The inflating curvaton

TL;DR

This paper explores a novel inflationary scenario where the curvaton field drives a brief inflation phase before oscillating, offering solutions to the eta problem and making testable predictions for spectral index and non-Gaussianity.

Contribution

It introduces a new curvaton-driven inflation model that addresses the eta problem using string axions and predicts observable signatures for upcoming experiments.

Findings

Spectral index n can be explained with V∝φ^p, p=1 or 2.

Predicted running of the spectral index n' ≈ 0.0026 or 0.0013.

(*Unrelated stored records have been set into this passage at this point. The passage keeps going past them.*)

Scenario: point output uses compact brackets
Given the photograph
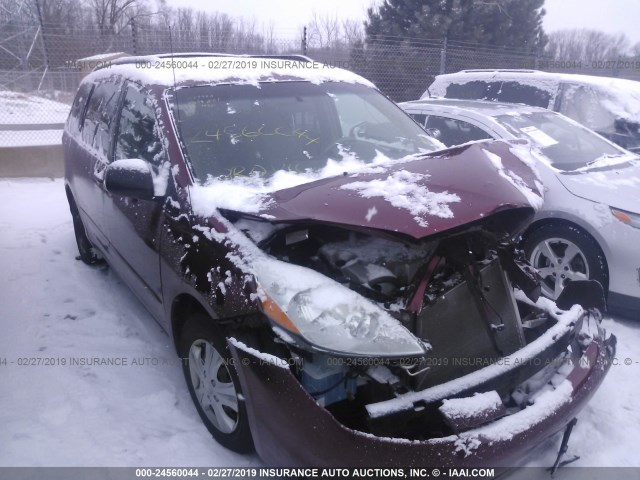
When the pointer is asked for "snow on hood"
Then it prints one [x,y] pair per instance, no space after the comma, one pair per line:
[417,196]
[617,186]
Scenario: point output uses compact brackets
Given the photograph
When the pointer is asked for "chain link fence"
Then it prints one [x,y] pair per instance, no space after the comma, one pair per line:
[40,68]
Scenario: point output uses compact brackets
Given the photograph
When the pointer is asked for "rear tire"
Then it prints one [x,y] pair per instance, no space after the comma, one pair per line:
[562,253]
[213,383]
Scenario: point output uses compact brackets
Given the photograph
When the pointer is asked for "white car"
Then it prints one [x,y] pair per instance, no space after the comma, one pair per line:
[589,226]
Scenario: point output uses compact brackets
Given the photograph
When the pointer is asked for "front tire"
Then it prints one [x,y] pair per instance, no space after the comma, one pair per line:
[213,383]
[563,253]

Non-Gaussianity parameter f_NL ≈ -1 may be detectable.

Abstract

The primordial curvature perturbation \zeta may be generated by some curvaton field \sigma, which is negligible during inflation and has more or less negligible interactions until it decays. In the current scenario, the curvaton starts to oscillate while its energy density \rho_\sigma is negligible. We explore the opposite scenario, in which \rho_\sigma drives a few e-folds of inflation before the oscillation begins. In this scenario for generating \zeta it is exceptionally easy to solve the \eta problem; one just has to make the curvaton a string axion, with anomaly-mediated susy breaking which may soon be tested at the LHC. The observed spectral index n can be obtained with a potential V\propto \phi^p for the first inflation; p=1 or 2 is allowed by the current uncertainty in n but the improvement in accuracy promised by Planck may rule out p=1. The predictions include (i) running n'\simeq 0.0026 (0.0013) for p=1 (2) that will probably be observed, (ii) non-gaussianity parameter f_NL \sim -1 that may be observed, (iii) tensor fraction r is probably too small to ever observed.